On Being Impervious To the Discreet Charm of M K Gandhi

About the Speaker

Tridip Suhrud is a scholar, writer and translator who works on the intellectual and cultural history of modern Gujarat and the Gandhian intellectual tradition. As the director and chief editor of the Sabarmati Ashram Preservation and Memorial Trust (2012-17), Ahmedabad, he was responsible for creating a digital archive of all of M.K. Gandhi's works, the Gandhi Heritage Portal. Apart from a number of books on Gandhi's life, Suhrud has co-edited the critical edition of Hind Swaraj, translated Narayan Desai's four-volume biography of Gandhi, My Life Is My Message, and translated the four-volume epic Gujarati novel Sarasvatichandra. His latest book, The Diary of Manu Gandhi: 1943-1944, was published in 2019.

Abstract

At 6:30 am, on March 12, 1930, M K Gandhi, accompanied by seventy-eight marchers left the Sabarmati Ashram for Dandi, a coastal village in South Gujarat.

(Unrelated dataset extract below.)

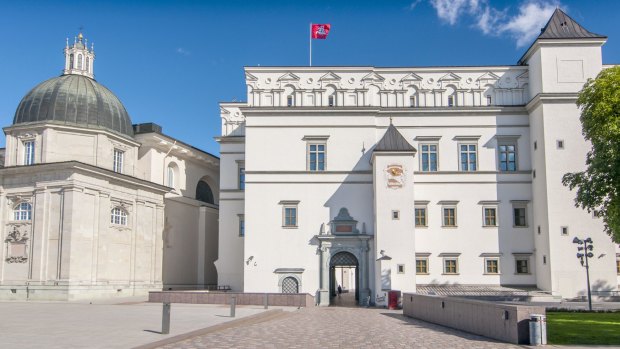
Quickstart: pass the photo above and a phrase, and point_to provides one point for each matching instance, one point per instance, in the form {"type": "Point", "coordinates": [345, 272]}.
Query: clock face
{"type": "Point", "coordinates": [395, 176]}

He did not ever return to live in the Ashram that he had created and nurtured since 1917. It is evident that the self-imposed exile applied not only to the Ashram but also increasingly to the city of Ahmedabad and Gujarat itself. In the remaining eighteen years of his life, Gandhi was to spend some three hundred and one days in Gujarat. His last visit to Ahmedabad was on November 2, 1936. His exile from Ahmedabad is reminiscent of a tap. He did not visit Gujarat after January 1942. If we understand something of this obvious turning away from Gujarat on the part of Gandhi, we might be able to capture something of the relationship that present-day Gujarat has with him. This talk would attempt in very broad strokes to capture the fraught cultural relationship that Gujarat shared with Gandhi; in his times and in ours.